Figure 6. Marginal zone B cells are increased in NIAM^m/m mice.

Flow cytometric analyses of splenic B cell development. Splenic B cells were isolated from young, 6 month old tumor-free wild-type (+/+) and NIAM mutant (m/m) mice (three of each genotype). A. Representative flow cytometry plots of NIAM wild-type versus m/m IgM positive splenocytes. Transitional (CD21^lo/CD23-), follicular (CD21+/CD23+) and marginal zone (CD21^hi/CD23-) B cells are identified. B. Average frequency of follicular (top left), transitional (top right), and marginal zone (bottom left) B cells from mice of the indicated genotypes. Average marginal zone B cell numbers are also shown (bottom right). All p values were calculated using unpaired, two-tailed Student's T tests.

Figure 7. NIAM is not required for basal p53 activity in splenic B cells.
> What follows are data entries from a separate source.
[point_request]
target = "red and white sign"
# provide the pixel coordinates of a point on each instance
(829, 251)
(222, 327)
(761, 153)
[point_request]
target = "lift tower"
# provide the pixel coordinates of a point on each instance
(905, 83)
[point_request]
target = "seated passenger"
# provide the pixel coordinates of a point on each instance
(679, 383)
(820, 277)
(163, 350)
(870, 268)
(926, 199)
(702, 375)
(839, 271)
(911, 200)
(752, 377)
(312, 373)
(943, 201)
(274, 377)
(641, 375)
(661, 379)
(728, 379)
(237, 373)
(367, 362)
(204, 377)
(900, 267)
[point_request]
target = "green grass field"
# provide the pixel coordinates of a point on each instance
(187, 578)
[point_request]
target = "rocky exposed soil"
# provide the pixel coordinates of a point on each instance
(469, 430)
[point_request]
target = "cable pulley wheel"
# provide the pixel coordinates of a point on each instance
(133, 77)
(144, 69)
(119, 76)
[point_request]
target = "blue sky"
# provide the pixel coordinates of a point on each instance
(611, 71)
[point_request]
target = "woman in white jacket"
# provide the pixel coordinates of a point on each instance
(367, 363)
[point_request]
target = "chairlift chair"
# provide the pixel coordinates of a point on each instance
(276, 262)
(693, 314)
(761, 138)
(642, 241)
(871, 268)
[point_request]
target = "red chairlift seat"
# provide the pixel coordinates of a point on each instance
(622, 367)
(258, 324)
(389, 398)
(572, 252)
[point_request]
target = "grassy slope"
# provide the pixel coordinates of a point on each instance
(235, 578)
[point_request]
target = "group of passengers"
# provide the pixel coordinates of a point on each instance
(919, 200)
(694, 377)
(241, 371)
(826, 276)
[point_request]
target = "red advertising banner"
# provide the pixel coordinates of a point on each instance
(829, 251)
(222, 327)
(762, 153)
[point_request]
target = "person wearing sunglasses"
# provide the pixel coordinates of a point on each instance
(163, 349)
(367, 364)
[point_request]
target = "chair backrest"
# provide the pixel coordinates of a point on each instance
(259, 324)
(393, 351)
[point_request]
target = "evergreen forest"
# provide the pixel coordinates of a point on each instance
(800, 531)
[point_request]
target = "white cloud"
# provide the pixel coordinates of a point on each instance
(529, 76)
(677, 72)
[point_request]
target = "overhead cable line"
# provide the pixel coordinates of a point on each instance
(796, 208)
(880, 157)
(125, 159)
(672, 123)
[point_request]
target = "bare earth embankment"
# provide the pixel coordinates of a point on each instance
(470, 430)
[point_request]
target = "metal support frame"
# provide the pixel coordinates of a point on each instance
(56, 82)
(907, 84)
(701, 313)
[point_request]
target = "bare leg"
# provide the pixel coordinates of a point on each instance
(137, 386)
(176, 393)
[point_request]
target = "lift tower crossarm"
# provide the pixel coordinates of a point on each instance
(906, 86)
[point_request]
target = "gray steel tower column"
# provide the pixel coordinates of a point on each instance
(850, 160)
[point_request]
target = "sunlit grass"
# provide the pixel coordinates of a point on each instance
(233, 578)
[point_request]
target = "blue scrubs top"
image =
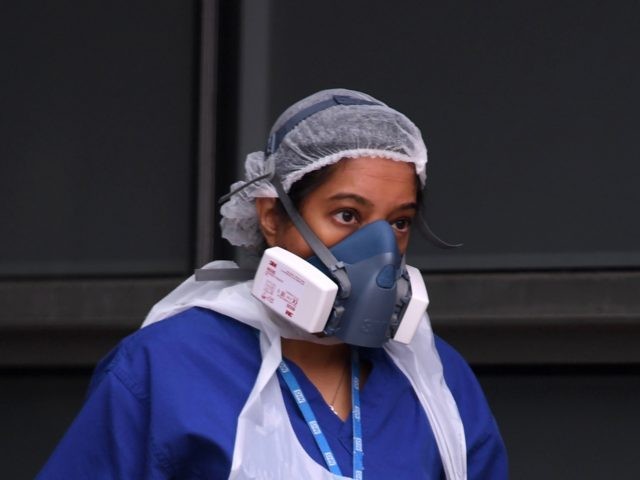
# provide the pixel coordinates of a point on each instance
(165, 403)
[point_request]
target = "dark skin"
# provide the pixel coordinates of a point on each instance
(357, 192)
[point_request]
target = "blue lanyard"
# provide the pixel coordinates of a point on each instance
(310, 418)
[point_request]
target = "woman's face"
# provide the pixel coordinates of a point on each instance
(357, 192)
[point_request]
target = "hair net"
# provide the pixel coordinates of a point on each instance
(309, 143)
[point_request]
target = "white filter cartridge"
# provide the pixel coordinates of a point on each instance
(416, 308)
(294, 289)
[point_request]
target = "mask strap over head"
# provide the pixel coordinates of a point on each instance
(322, 252)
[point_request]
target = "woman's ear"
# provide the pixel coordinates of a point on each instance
(268, 219)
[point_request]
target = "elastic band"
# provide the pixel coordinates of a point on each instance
(275, 139)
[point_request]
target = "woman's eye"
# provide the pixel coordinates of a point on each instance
(347, 217)
(401, 225)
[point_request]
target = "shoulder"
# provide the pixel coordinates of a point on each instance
(196, 345)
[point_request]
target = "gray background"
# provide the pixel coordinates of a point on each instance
(122, 122)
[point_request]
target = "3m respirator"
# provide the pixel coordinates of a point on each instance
(386, 299)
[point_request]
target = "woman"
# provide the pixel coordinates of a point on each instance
(217, 386)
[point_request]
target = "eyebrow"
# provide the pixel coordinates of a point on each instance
(363, 201)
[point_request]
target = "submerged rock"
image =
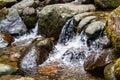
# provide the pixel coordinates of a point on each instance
(5, 39)
(7, 3)
(113, 29)
(25, 3)
(109, 72)
(13, 23)
(29, 17)
(98, 59)
(34, 55)
(107, 4)
(53, 17)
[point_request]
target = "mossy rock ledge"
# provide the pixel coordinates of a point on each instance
(113, 29)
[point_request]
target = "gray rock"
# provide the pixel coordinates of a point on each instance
(13, 23)
(6, 69)
(78, 17)
(98, 59)
(85, 21)
(95, 27)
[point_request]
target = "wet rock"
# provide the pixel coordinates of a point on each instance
(29, 17)
(107, 4)
(26, 3)
(53, 17)
(5, 39)
(74, 55)
(117, 68)
(94, 28)
(113, 29)
(50, 69)
(6, 69)
(85, 21)
(13, 23)
(78, 17)
(98, 59)
(34, 55)
(7, 3)
(109, 72)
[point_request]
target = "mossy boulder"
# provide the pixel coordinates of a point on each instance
(53, 17)
(107, 4)
(5, 39)
(113, 29)
(117, 69)
(7, 3)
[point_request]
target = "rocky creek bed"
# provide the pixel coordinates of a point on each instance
(59, 40)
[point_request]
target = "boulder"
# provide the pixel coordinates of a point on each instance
(113, 29)
(98, 59)
(26, 3)
(5, 39)
(94, 28)
(109, 72)
(7, 3)
(6, 69)
(13, 23)
(117, 68)
(107, 4)
(53, 17)
(34, 55)
(29, 16)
Splenic B cells from young, tumor-free wild-type NIAM^+/+ or NIAM^m/m homozygous mutant mice were isolated and expression of endogenous NIAM, p53, Mdm2 and p21 proteins was assessed by western blotting. Relative levels of p53, Mdm2 and p21 (normalized to GAPDH loading and compared to the untreated, wild-type control sample) were determined following quantification of bands using Image J. Representative results from 4 of 5 pairs of mice (both 8 week and 6 months of age) are shown in Set A, while Set B shows data for one pair of 6 month old mice. Set A and B samples were analyzed on separate gels, and lanes within each set were spliced together from the same autoradiogram for image clarity.